The epidemiological model of EpiGraph has been extended considering the work presented in [19]. This work analyzes the relationship between social disparities and the COVID-19 propagation in Germany, considering different regional indicators like health, socioeconomic status or age structure of the population. Based on this work, the previous social indicators have been used to determine the COVID-19 infection degree. In this way, instead of considering a homogeneous population, now the disease is propagated on a non-homogeneous society, in which the individual characteristics are different depending on the area they reside.

Fig. 4
figure 4

Central district of Madrid, where each point represents a simulated individual that has been assigned its residential address. Map centered at 40\(^{\circ }\) 27’ 57.7758" N, 31 41′ 21.3828" W

Grafana [20] has been used to interactively visualize the results generated in the simulation stage. The visualization stage displays the spatial location of each individual on a city map using the Google Map API. In this way, it is possible to display, in an interactive fashion, the spatial location of each individual and track how the COVID-19 disease is propagated through the city. Figure 4 shows an example of individual location of the city of Madrid using two different scales. We can observe the spatial location of the individuals, next to each building entrances. It is important to highlight two points. First, the spatial generation only considers residence areas, thus an individual will not be mapped into public areas (parks) or commercial buildings (malls, businesses centers, etc.). Indeed, the motivation of this choice is to later include socioeconomic variables for each individual. By mapping them to residence addresses, we will be able to access to more refined statistical data and assign them to each individual. Furthermore, this assumption does not hinder the spreading model, as public areas and commercial buildings are already implemented in the epidemiological model of EpiGraph. Second, the social model considers both the residence and work addresses, so the mobility patterns of the simulated individuals match the city’s actual one.

3 Workflow optimization

This section introduces two methodologies aimed to improve the workflow execution performance. The first one is a novel technique that increases the coarse-grain spatial generation convergence rate while maintaining the load balance among the running threads. The second one provides a performance comparison of different policies for processing the complete EpiGraph dataset on a parallel architecture.

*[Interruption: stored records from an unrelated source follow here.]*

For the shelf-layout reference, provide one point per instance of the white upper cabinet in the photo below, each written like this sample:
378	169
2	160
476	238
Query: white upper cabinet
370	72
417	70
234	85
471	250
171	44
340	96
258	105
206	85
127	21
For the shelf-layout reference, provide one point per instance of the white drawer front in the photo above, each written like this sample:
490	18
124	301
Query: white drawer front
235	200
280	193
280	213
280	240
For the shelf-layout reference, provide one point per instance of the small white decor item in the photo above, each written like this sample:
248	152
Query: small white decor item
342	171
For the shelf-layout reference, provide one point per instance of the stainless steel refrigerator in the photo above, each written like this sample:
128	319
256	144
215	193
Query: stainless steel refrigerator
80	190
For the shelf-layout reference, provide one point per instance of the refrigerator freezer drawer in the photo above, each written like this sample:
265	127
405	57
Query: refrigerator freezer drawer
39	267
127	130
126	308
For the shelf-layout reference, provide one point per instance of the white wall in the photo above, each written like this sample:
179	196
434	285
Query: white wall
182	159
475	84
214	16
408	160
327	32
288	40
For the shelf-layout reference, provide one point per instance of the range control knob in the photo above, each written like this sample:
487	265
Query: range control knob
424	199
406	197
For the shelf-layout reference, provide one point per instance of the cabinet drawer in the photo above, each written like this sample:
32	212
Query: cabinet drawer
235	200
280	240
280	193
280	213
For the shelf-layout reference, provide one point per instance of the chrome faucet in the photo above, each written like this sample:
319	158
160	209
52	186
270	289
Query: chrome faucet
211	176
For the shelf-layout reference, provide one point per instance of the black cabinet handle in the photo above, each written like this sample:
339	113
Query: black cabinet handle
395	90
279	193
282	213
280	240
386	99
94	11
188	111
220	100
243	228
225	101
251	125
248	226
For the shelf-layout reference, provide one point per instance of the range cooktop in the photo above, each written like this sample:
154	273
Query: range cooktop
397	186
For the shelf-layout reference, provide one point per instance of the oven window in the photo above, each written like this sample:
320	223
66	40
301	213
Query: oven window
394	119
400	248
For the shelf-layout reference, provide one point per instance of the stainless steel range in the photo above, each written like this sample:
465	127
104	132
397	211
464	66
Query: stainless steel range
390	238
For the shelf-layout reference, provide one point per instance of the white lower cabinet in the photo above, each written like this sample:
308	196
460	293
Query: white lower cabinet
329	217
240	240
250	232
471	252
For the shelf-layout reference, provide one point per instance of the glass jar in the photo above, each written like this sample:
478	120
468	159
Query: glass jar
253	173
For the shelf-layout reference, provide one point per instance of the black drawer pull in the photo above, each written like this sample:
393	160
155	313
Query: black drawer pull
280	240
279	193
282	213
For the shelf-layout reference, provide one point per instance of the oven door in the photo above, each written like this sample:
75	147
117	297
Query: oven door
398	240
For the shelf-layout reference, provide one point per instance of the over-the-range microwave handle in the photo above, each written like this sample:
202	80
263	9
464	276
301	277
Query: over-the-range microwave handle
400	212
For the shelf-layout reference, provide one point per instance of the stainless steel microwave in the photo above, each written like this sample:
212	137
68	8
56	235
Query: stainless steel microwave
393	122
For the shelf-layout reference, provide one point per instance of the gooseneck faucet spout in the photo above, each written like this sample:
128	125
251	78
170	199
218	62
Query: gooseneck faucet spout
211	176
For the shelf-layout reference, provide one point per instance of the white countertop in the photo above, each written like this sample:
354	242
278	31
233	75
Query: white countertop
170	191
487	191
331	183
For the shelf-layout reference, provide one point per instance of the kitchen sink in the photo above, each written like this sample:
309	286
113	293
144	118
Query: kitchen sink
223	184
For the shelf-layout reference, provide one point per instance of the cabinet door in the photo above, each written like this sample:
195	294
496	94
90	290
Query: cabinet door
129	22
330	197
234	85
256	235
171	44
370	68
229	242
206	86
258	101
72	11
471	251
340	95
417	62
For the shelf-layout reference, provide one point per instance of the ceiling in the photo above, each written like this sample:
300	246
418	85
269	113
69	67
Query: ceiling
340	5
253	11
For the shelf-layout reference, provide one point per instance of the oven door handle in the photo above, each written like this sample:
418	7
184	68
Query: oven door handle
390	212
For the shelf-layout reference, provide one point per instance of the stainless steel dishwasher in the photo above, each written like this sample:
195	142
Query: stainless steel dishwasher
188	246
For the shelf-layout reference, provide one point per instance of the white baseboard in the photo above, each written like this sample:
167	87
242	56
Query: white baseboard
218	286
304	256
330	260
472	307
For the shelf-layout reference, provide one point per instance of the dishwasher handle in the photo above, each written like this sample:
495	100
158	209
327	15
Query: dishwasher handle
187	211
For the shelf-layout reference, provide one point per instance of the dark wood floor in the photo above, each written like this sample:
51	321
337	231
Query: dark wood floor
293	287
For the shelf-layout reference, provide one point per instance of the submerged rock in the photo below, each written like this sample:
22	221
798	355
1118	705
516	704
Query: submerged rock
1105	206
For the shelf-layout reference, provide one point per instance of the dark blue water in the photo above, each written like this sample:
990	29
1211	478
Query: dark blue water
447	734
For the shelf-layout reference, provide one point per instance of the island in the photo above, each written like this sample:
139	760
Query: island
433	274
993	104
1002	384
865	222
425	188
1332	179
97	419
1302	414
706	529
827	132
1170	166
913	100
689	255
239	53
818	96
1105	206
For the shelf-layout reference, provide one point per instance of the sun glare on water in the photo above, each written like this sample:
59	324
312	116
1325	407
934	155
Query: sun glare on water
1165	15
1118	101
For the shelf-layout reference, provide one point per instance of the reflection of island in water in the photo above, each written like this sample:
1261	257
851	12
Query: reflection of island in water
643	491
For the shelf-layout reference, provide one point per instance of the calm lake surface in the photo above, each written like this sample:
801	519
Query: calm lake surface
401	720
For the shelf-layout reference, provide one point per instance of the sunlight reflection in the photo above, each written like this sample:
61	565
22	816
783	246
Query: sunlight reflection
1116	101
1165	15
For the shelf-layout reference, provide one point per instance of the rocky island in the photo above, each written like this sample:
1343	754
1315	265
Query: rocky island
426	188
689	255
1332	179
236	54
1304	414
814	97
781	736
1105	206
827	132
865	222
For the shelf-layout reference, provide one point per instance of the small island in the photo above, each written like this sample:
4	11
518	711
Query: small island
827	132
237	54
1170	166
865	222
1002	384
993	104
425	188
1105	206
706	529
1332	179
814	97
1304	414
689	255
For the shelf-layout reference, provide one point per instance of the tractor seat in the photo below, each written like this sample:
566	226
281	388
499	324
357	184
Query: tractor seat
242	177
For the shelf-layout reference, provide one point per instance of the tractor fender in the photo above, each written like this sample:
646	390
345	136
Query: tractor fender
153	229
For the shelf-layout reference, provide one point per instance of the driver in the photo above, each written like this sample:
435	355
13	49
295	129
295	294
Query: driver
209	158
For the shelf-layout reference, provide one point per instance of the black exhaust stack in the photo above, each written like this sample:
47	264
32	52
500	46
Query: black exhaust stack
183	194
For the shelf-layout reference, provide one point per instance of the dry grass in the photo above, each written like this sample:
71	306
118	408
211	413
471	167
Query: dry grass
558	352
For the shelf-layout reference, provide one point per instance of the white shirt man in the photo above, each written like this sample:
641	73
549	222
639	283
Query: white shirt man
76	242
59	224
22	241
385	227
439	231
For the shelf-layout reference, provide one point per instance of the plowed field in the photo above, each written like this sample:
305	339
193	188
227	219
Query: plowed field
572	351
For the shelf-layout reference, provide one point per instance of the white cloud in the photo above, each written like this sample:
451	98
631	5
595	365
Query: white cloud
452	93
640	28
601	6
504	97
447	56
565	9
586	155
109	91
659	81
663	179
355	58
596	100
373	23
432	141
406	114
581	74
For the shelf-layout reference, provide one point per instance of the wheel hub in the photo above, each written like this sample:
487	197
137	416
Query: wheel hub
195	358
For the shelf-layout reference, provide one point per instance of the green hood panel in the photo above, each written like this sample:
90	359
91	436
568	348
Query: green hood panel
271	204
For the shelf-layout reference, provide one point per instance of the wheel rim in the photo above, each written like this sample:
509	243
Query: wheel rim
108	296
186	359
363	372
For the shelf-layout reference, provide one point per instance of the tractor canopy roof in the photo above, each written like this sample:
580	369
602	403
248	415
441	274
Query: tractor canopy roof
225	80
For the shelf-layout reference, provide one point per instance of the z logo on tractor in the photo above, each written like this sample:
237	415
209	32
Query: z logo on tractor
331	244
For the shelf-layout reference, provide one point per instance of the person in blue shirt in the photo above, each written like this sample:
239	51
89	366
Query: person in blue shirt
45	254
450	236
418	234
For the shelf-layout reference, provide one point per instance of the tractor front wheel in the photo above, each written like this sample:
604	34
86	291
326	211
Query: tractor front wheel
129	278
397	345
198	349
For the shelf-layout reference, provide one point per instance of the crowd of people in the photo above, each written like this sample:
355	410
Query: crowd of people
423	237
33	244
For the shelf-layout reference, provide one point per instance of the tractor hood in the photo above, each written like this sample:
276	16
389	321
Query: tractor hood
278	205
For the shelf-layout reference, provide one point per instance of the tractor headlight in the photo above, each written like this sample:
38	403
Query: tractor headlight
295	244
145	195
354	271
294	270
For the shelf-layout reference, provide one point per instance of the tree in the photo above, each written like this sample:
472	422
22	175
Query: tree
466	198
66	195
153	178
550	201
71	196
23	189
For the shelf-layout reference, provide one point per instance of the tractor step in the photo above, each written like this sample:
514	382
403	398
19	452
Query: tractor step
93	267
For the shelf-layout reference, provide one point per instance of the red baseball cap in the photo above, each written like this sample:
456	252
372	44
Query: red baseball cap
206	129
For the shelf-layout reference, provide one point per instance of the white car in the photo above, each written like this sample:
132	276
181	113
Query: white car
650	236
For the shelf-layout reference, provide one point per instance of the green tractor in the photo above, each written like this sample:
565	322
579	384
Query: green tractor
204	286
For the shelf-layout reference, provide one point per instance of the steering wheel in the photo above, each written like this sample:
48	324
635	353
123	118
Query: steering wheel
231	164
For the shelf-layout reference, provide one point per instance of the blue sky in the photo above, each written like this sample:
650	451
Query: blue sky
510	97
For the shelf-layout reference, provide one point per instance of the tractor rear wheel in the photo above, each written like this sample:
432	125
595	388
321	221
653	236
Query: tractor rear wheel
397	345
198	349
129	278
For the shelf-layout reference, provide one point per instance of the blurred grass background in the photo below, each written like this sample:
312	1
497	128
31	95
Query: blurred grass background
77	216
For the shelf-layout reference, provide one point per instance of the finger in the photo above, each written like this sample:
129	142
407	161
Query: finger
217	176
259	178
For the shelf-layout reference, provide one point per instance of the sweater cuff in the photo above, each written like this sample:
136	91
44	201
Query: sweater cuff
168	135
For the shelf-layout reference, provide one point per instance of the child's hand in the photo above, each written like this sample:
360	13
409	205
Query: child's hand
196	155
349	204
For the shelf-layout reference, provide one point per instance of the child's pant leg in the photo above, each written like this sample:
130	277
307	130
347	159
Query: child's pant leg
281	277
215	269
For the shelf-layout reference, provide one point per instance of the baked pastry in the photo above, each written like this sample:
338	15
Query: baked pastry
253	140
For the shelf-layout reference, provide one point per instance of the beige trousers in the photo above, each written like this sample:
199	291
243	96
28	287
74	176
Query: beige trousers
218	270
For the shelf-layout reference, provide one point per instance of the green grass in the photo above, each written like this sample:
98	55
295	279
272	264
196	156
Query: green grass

3.1 Algorithm convergence acceleration

The coarse-grain spatial generation and the simulation stages are the most time-consuming components in the EpiGraph workflow. We have considered three different distributions of the districts among the threads, cyclic, block and balanced, as shown in Fig. 5 for a set of 16 districts and four main threads. Note that the different size of the districts may lead to load unbalance situations for the block and cyclic distributions. The balanced distribution—Fig. 5c—is similar to the cyclic partitioning, but the districts are firstly sorted by population. In this way, we ensure an even distribution of the districts among the threads according to the number of individuals that each thread has assigned. Note that all these distributions (block, cyclic and unbalanced) are static, i.e., they are not modified during the algorithm execution.

Fig. 5
figure 5

Different distribution schemes for a set of 16 districts and four main threads: a static block distribution, b static cyclic distribution, c static balanced, and d dynamic balanced with one district swap

We have evaluated the code performance for these three distributions using Intel® VTune\(^{\textrm{TM}}\) Profiler [21] on the Tirant v3 supercomputer in which each node is composed by two sockets of Intel Xeon Sandy Bridge E5-2670 with 8 cores each at 2.6GHz, for a total of 16 cores per node and 32 GB of DDR3 main memory. The performance results show that the block and cyclic distributions (introduced in Sect. 2) exhibit the largest unbalance, which is reduced by means of the balanced distribution. However, given this distribution is also static, when the coarse-grain spatial generation algorithm progresses, the lack of optimization opportunities produces unbalance situations among the main threads.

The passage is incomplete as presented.